Life is all about balance
If you keep that in mind, you’ll be set on living a healthy lifestyle – free from guilt and depravity. Embracing all the goodness that comes with food, and all the energy that comes with this wonderful way of life!
I absolutely loved the combination of butternut with this vegan bolognese. The sweetness of this vibrant orange vegetable gelled so beautifully with the rich tartness of the tomato based sauce. The creamy cashew sauce just gave the dish that extra umph! of comfort, and added to the nutritional profile of the dish.
This is a hearty, comforting and nourishing dish that’s family dinner worthy, as I’m sure kiddies will love it as much as I did! I especially loved it the next day for leftover lunch! Yum!

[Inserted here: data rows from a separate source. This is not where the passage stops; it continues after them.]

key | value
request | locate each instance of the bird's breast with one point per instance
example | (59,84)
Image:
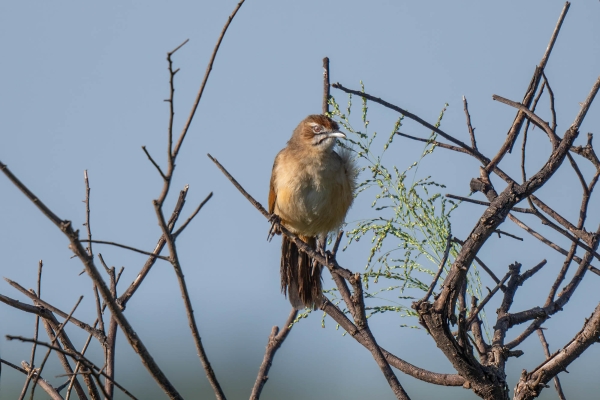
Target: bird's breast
(313,195)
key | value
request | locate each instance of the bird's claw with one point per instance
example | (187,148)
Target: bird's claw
(274,230)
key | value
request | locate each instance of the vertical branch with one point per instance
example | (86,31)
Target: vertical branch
(326,87)
(535,80)
(53,338)
(546,348)
(210,374)
(111,341)
(87,212)
(469,126)
(204,81)
(35,336)
(275,340)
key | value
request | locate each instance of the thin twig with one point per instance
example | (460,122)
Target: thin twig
(174,258)
(499,232)
(35,335)
(486,203)
(191,217)
(125,296)
(275,340)
(481,263)
(469,126)
(441,267)
(546,348)
(51,391)
(554,139)
(162,174)
(473,313)
(326,86)
(186,127)
(56,335)
(125,247)
(92,271)
(75,356)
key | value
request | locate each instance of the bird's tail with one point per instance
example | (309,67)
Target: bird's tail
(300,275)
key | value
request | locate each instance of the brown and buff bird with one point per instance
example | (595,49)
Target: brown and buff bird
(312,188)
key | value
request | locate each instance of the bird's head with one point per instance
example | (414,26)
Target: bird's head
(317,132)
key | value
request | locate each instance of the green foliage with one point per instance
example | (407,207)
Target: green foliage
(411,222)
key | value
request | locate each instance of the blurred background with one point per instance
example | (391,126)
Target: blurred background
(82,87)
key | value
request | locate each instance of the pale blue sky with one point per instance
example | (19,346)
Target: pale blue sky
(82,87)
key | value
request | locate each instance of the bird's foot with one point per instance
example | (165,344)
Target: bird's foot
(275,221)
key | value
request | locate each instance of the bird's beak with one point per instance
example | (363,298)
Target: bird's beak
(336,134)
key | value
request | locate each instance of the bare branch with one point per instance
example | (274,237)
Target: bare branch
(440,268)
(204,81)
(174,258)
(94,274)
(162,174)
(196,211)
(326,86)
(275,340)
(75,356)
(469,126)
(46,387)
(125,247)
(546,348)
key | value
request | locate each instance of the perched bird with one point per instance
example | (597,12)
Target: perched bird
(312,188)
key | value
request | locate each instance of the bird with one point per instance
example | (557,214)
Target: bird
(311,189)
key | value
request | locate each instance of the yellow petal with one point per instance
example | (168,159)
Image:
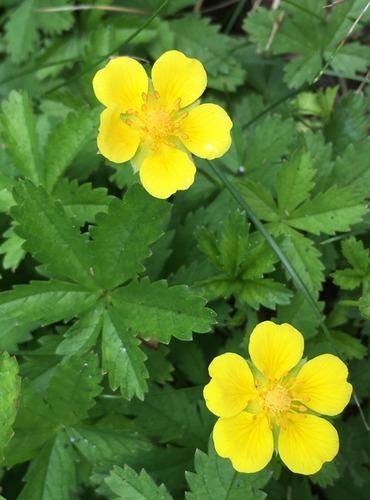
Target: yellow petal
(231,387)
(122,81)
(306,443)
(176,76)
(322,385)
(166,171)
(116,141)
(206,131)
(246,439)
(275,349)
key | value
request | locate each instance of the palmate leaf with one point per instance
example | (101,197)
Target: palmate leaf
(154,309)
(46,301)
(52,474)
(51,236)
(216,479)
(73,387)
(65,141)
(123,235)
(18,130)
(122,357)
(9,393)
(126,483)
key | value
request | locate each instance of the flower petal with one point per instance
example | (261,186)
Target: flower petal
(306,443)
(206,131)
(176,76)
(116,141)
(322,385)
(166,171)
(122,81)
(246,439)
(275,349)
(231,387)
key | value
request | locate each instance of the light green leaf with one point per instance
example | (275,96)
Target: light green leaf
(294,183)
(64,142)
(35,424)
(45,301)
(216,479)
(126,483)
(51,236)
(154,309)
(82,202)
(18,130)
(21,31)
(73,387)
(123,360)
(9,392)
(51,475)
(123,236)
(82,335)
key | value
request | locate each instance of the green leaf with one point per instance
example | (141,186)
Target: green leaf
(64,142)
(334,210)
(359,258)
(82,335)
(216,479)
(9,393)
(21,32)
(45,301)
(52,475)
(154,309)
(104,444)
(73,387)
(35,424)
(51,237)
(126,483)
(294,183)
(82,202)
(175,416)
(123,235)
(18,130)
(122,357)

Leftovers (in my book) are the shizz nizz! 😉
- 1/2 Butternut Stem (Peeled and Spiralized into noodles)
- 1 Large Sweet Potato (Peeled & cubed)
- 1 Large Carrot (Peeled and cubed)
- 1 Large Zucchini (Cubed)
- 1 Medium Red Onion (Diced)
- 1 Large Red Bell Pepper (Chopped)
- 1 400g Can Lentils (Organic)(BPA Free Can)(Rinsed and drained)
- 340g Your Favorite Tomato Pasta Sauce (Low sodium, organic, preferably refined sugar free)
- 70g (1/2 Cup) Cashew Nuts
- 3 Tsp Nutritional Yeast
- 1 Tsp Onion Powder
- 3/4 Cup Water
- 1/2 Tsp Salt
- 1 TBS Organic Cold Pressed Coconut Oil (for sauteing)
- Clean, rinse, peel and prep all your vegetables.
- Sautee the onion, carrots and sweet potato in the coconut oil on a medium heat until soft. This is roughly 5-8 minutes.
- Add the red bell pepper and corgette and sautee for a further 5-8 mins until soft.
- Add the tomato pasta sauce to the pan, stirring occasionally to allow the sweet potato to reduce into the sauce.
- In the blender, add the cashew nuts, nutritional yeast, onion powder, salt and 1/2 cup water and blend until smooth. Add more water if necessary to reach a creamy consistency.
- Bring a pot of water the boil and add the butternut noodles. Cook until soft or 'aldente'. However you prefer.
- Add the lentils and cashew sauce to the pan and allow to simmer for a few minutes while the noodles cook.
- When the noodles are done, rinse and plate up.
- Serve with a few sprinkles of dried mixed herbs and enjoy!